Vesna Vulović was near the rear of the aircraft at the time of the explosion. The tailcone of the aircraft was torn away from the main fuselage and both fell from 10,160 meters (33,000 feet) before impact with the ground. A food cart pinned her to the back of the plane during her fall, acting as a seat belt, thus preventing her from being sucked out of the plane during de-compression or the ensuing fall. Some reports stated she was at the back when the explosion occurred, but she has said she was told that she had been found in the middle section of the plane.[3]

Vulović was in a coma for 27 days and was temporarily paralyzed from the waist down, but survived.[4] She continued working for the airline, holding a desk job.[5]

In popular culture

Vesna Vulović holds the official record in the Guinness Book of Records for the highest fall survived without a parachute.[3] Vulović received the Guinness prize from Paul McCartney.[3]

A major celebrity in SFRY, Vesna Vulović was a frequent guest at major Yugoslav TV shows such as Maksovizija by Milovan Ilić Minimaks, up until the 1990s.
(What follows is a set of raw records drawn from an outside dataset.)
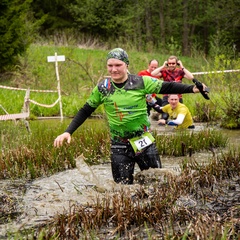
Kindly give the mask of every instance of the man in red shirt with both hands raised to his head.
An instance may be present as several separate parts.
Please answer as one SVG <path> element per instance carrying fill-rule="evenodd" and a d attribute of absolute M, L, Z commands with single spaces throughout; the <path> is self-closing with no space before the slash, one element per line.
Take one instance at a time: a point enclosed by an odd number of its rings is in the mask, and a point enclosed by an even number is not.
<path fill-rule="evenodd" d="M 176 56 L 170 56 L 161 67 L 156 68 L 151 72 L 151 75 L 156 78 L 163 78 L 166 82 L 182 83 L 183 78 L 192 80 L 194 77 L 182 64 Z M 179 94 L 179 102 L 183 103 L 182 95 Z M 164 94 L 162 99 L 162 106 L 168 104 L 168 95 Z M 168 115 L 163 114 L 162 118 L 167 120 Z"/>

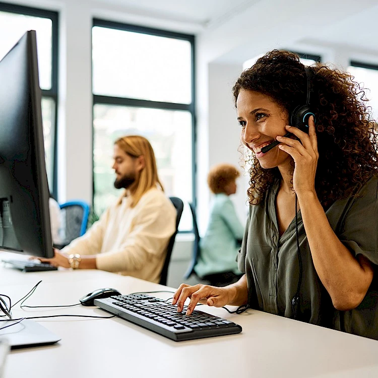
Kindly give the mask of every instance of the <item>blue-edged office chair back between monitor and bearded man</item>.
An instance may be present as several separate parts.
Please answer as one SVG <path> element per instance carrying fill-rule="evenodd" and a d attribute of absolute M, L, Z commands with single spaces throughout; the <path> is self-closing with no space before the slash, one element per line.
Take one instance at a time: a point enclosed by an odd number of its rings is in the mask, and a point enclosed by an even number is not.
<path fill-rule="evenodd" d="M 65 247 L 87 230 L 89 205 L 84 201 L 69 201 L 59 205 L 62 218 L 62 241 L 57 247 Z"/>

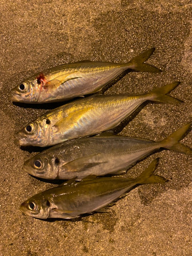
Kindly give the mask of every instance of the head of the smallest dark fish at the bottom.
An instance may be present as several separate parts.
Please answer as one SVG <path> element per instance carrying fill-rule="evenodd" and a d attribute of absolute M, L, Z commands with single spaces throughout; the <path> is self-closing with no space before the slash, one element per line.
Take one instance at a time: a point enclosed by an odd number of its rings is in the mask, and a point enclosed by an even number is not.
<path fill-rule="evenodd" d="M 50 202 L 39 193 L 23 202 L 20 210 L 31 217 L 47 219 L 50 215 Z"/>

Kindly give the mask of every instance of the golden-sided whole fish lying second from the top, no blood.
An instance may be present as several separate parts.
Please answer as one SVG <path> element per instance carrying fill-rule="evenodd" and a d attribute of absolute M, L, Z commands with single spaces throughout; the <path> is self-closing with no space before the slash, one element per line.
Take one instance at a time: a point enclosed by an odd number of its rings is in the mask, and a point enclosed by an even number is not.
<path fill-rule="evenodd" d="M 145 94 L 92 95 L 72 101 L 27 124 L 15 134 L 15 144 L 45 147 L 113 129 L 146 100 L 181 103 L 165 95 L 179 84 L 166 84 Z"/>

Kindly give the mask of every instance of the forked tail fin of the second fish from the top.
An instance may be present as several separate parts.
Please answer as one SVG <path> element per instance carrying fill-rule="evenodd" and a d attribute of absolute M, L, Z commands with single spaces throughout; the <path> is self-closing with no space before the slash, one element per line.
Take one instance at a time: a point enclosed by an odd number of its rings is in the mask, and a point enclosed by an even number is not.
<path fill-rule="evenodd" d="M 172 83 L 166 84 L 166 86 L 153 89 L 152 91 L 148 92 L 146 96 L 149 96 L 150 97 L 149 100 L 153 100 L 153 101 L 170 103 L 170 104 L 180 104 L 183 101 L 166 95 L 170 91 L 174 90 L 179 84 L 180 82 L 172 82 Z"/>

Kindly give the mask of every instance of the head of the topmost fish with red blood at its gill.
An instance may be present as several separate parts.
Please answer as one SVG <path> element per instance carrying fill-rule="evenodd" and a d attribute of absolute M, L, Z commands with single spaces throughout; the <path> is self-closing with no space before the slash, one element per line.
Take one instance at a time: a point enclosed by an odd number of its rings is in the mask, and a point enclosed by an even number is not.
<path fill-rule="evenodd" d="M 13 88 L 10 92 L 9 100 L 23 103 L 39 103 L 40 92 L 46 82 L 47 79 L 44 73 L 35 74 Z"/>

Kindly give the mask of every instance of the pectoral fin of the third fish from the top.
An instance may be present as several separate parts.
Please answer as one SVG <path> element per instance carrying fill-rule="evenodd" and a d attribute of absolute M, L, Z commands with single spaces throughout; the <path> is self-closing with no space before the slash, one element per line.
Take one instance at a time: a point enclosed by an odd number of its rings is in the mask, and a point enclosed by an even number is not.
<path fill-rule="evenodd" d="M 69 172 L 77 172 L 78 170 L 81 170 L 82 168 L 86 167 L 87 165 L 92 164 L 92 163 L 88 163 L 88 160 L 90 160 L 94 156 L 98 156 L 99 154 L 94 154 L 91 156 L 84 156 L 84 157 L 77 158 L 77 159 L 63 165 L 62 167 L 65 169 L 67 168 Z M 93 164 L 98 165 L 100 163 L 93 163 Z"/>

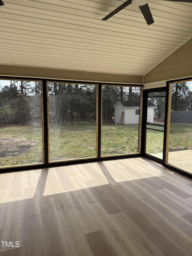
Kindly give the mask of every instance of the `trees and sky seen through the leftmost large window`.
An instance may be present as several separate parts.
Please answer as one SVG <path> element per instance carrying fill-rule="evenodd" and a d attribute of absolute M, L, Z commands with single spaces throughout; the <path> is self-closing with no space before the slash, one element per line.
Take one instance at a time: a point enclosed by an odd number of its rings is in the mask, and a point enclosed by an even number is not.
<path fill-rule="evenodd" d="M 41 122 L 41 82 L 0 81 L 0 125 Z"/>

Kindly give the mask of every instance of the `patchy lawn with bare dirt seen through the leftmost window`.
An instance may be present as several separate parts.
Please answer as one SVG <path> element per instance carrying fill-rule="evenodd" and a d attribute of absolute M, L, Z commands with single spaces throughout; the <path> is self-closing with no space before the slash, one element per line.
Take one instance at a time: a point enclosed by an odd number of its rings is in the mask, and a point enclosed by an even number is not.
<path fill-rule="evenodd" d="M 5 157 L 2 157 L 2 155 Z M 42 127 L 10 126 L 0 128 L 0 166 L 41 163 Z"/>

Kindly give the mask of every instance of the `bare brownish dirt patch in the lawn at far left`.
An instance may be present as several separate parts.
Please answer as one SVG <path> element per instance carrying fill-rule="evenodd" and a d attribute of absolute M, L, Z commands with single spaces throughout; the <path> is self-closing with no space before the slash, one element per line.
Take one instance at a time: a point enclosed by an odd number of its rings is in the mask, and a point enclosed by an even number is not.
<path fill-rule="evenodd" d="M 37 141 L 12 136 L 0 136 L 0 158 L 27 153 L 35 148 Z"/>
Vulović attended annual commemorations at the crash site, until they were stopped in 2002. The daughter of the firefighter that saved her bears her name, as well as the local hotel in Czech Republic, near the site of the crash.

The plane crash was a subject of MythBusters. Episode 37, "Escape Slide Parachute (Story of Vesna Vulović)" was devoted to her case.[6] The MythBusters concluded it was possible to survive the fall depending on how the wreckage someone was sitting in landed. Discovery Channel in their programme Against all Odds also profiled Vulović's fall to earth.
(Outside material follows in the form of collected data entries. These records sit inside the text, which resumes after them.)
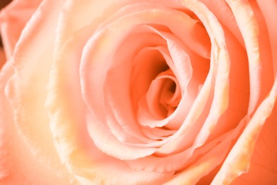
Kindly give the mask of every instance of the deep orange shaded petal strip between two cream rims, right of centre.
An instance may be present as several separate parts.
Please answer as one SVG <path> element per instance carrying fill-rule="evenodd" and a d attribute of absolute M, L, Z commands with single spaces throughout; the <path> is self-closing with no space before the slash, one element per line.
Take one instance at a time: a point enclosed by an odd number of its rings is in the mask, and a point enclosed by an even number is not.
<path fill-rule="evenodd" d="M 223 28 L 230 60 L 236 62 L 230 63 L 227 110 L 219 118 L 217 126 L 214 127 L 208 139 L 216 138 L 229 129 L 237 127 L 239 121 L 246 115 L 249 104 L 249 68 L 246 51 L 228 29 Z"/>

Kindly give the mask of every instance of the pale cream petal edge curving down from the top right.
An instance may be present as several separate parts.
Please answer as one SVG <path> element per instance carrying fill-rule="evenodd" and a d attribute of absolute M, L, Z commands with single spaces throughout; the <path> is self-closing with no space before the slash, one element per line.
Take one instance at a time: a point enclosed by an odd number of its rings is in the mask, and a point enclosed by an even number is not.
<path fill-rule="evenodd" d="M 249 58 L 250 100 L 249 115 L 257 107 L 261 93 L 261 58 L 259 53 L 259 25 L 249 1 L 225 0 L 232 9 L 241 31 Z"/>

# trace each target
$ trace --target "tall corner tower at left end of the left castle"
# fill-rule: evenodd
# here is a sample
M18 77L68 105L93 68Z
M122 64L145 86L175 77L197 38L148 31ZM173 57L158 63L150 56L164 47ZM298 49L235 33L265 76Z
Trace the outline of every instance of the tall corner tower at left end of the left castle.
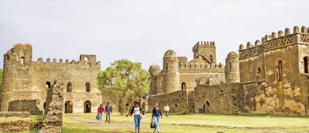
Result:
M12 100L31 99L31 65L31 44L14 44L14 47L3 55L0 111L9 111L8 104Z

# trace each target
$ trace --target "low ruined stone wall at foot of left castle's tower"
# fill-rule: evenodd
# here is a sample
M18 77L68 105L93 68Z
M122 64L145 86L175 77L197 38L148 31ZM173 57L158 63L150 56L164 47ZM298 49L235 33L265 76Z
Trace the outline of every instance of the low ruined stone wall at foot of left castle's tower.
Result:
M40 100L14 100L8 103L8 111L24 112L31 115L43 115L44 109L40 107Z

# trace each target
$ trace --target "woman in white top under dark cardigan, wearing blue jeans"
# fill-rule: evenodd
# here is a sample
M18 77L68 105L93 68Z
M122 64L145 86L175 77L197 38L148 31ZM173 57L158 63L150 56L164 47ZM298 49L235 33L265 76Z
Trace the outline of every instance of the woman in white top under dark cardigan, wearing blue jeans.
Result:
M141 124L141 111L143 109L139 106L138 101L134 102L134 106L132 107L131 111L128 112L128 114L126 115L128 117L128 115L130 114L130 116L132 116L133 112L134 112L134 122L135 122L135 133L140 133L140 124Z

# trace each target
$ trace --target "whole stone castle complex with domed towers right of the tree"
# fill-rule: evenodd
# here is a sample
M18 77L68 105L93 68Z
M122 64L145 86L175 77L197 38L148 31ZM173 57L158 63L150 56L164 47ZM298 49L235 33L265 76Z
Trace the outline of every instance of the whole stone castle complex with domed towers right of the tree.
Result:
M225 67L216 64L214 42L198 42L192 51L187 62L167 50L162 69L150 66L149 105L180 113L309 115L309 28L240 45L240 56L230 52Z

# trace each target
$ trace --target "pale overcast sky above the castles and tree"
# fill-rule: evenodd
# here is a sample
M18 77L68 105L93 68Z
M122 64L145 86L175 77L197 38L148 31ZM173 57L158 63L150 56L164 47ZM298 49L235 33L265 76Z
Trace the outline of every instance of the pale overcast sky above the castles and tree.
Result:
M119 59L162 68L168 49L193 59L197 41L215 41L217 63L240 44L295 25L309 26L309 1L0 0L0 68L14 43L39 57L97 55L101 69Z

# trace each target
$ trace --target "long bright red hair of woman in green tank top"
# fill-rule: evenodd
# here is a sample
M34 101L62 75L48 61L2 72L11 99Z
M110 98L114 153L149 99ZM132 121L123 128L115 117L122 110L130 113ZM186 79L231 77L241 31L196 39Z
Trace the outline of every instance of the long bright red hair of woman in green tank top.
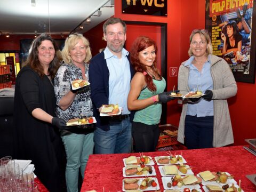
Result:
M155 53L157 54L156 42L153 39L146 37L146 36L139 36L133 42L130 54L131 54L132 66L136 72L143 73L144 71L147 71L146 66L143 65L139 60L139 52L147 49L148 47L150 47L152 45L154 45ZM151 66L151 68L153 69L153 71L155 71L158 74L159 77L161 77L159 75L159 71L156 67L156 58L155 58L155 61L153 62L153 65ZM161 77L161 79L162 79L162 77ZM146 74L145 81L147 83L148 89L152 92L155 92L156 85L153 83L153 78L150 75Z

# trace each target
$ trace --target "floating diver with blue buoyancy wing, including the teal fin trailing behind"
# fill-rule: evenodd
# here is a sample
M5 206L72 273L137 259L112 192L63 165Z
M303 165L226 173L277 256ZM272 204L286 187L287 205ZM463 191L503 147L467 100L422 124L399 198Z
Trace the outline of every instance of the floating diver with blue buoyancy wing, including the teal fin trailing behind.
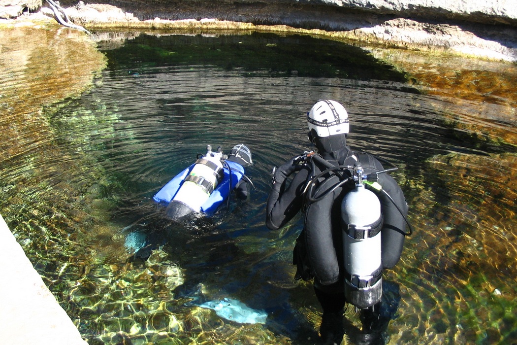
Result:
M205 155L198 154L197 160L174 176L154 196L154 200L166 206L165 214L174 221L183 222L187 216L213 214L226 202L229 206L232 190L237 199L248 197L253 183L245 175L245 167L253 161L250 149L244 144L235 145L228 156L222 148L214 152L207 145ZM140 220L142 222L142 220ZM124 229L127 233L125 247L134 251L133 259L147 260L151 251L166 244L171 238L171 228L152 228L145 222L132 224ZM149 228L150 227L150 228Z

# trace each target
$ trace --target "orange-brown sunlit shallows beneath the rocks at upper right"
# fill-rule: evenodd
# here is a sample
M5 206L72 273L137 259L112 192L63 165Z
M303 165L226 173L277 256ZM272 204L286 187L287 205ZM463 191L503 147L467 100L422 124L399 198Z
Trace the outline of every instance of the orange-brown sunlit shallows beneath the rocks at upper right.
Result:
M455 136L517 145L517 65L430 55L403 50L373 50L378 58L389 58L408 71L444 111ZM443 102L445 101L445 102ZM512 129L513 127L513 129Z

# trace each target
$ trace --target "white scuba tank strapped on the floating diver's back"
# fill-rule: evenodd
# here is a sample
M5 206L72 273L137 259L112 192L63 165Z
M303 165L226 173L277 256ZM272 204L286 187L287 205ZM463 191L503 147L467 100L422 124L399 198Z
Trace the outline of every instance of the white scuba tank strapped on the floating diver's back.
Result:
M192 212L201 212L201 206L221 182L224 174L222 149L212 152L206 146L206 155L197 159L190 173L185 177L165 213L171 218L179 218Z

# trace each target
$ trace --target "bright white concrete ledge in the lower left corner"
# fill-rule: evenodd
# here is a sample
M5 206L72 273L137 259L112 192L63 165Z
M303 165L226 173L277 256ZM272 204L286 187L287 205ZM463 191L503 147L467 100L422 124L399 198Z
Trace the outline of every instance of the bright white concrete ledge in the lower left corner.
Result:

Challenges to the official cause

The officially stated cause of the crash was challenged on numerous occasions over the years.
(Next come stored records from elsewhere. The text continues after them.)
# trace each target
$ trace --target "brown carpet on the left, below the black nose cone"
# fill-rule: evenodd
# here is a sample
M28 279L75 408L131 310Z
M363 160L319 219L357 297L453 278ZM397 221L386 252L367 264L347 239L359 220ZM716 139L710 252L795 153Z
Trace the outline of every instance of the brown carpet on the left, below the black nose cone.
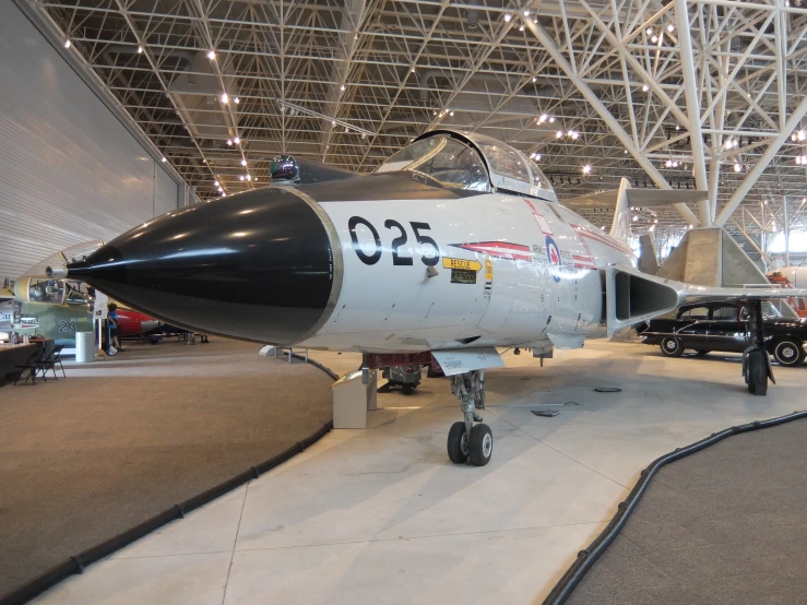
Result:
M0 389L0 596L331 419L322 370L258 349L129 345Z

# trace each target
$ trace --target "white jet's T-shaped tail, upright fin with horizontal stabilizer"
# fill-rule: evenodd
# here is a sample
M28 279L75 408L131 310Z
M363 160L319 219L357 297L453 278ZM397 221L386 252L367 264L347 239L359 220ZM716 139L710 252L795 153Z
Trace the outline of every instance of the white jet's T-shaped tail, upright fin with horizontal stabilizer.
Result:
M657 207L678 203L693 203L708 199L705 191L680 189L631 189L628 179L619 179L619 189L598 191L571 200L562 204L571 209L614 207L614 221L610 235L627 240L630 235L630 209Z

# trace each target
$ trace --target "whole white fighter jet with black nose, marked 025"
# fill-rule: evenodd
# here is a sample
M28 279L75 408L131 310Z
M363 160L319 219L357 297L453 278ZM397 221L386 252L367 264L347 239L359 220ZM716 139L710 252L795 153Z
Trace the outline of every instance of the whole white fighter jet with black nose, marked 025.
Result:
M212 334L360 352L367 369L439 365L464 416L449 458L475 465L492 454L479 414L485 369L503 365L497 347L549 355L695 299L781 295L640 273L626 240L627 183L578 201L612 200L605 233L559 204L532 159L489 137L436 130L373 175L315 185L296 185L281 164L292 185L169 212L51 274ZM634 194L641 205L695 200ZM772 375L757 315L746 380L763 394Z

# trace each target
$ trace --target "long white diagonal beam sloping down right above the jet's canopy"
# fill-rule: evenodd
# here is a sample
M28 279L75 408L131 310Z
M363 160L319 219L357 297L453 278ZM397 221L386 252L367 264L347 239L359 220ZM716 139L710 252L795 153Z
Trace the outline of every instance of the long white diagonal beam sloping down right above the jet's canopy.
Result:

Most recently, the discussion about different aspects of the crash was reopened on 8 January 2009, when German news magazine Tagesschau featured a report by investigative journalists Peter Hornung and Pavel Theiner.[7] Based on newly obtained documents mainly from the Czech Civil Aviation Authority, they concluded that it was extremely likely that the plane had been mistakenly shot down only a few hundred meters above the ground by a MiG fighter of the Czechoslovak Air Force, having been mistaken for an enemy aircraft while attempting a forced landing.[5][8] As evidence that the DC-9 had broken up at a lower altitude, the report cited eyewitnesses from Srbská Kamenice, who had seen the plane burning but still intact below the low-hanging clouds, and confirmation of a Serbian aviation expert (who had been present at the crash site) that the debris area had been much too small for a crash from high altitude; it also referred to sightings of a second plane.[5][7] According to Hornung, flight 367 got into difficulties, "went into a steep descent and found itself over a sensitive military area", close to a nuclear weapons facility.[5] The Czech Civilian Aviation Authority dismissed the claims as media sensationalism, that occurs from time to time, while Vesna Vulović (who has no memory of the crash or the flight after boarding[5]) referred to the claims that the plane attempted a forced landing or descended to such low altitude as a "nebulous nonsense".[9] A representative of Guinness World Records stated that "it seems that at the time Guinness was duped by this swindle just like the rest of the media."[5]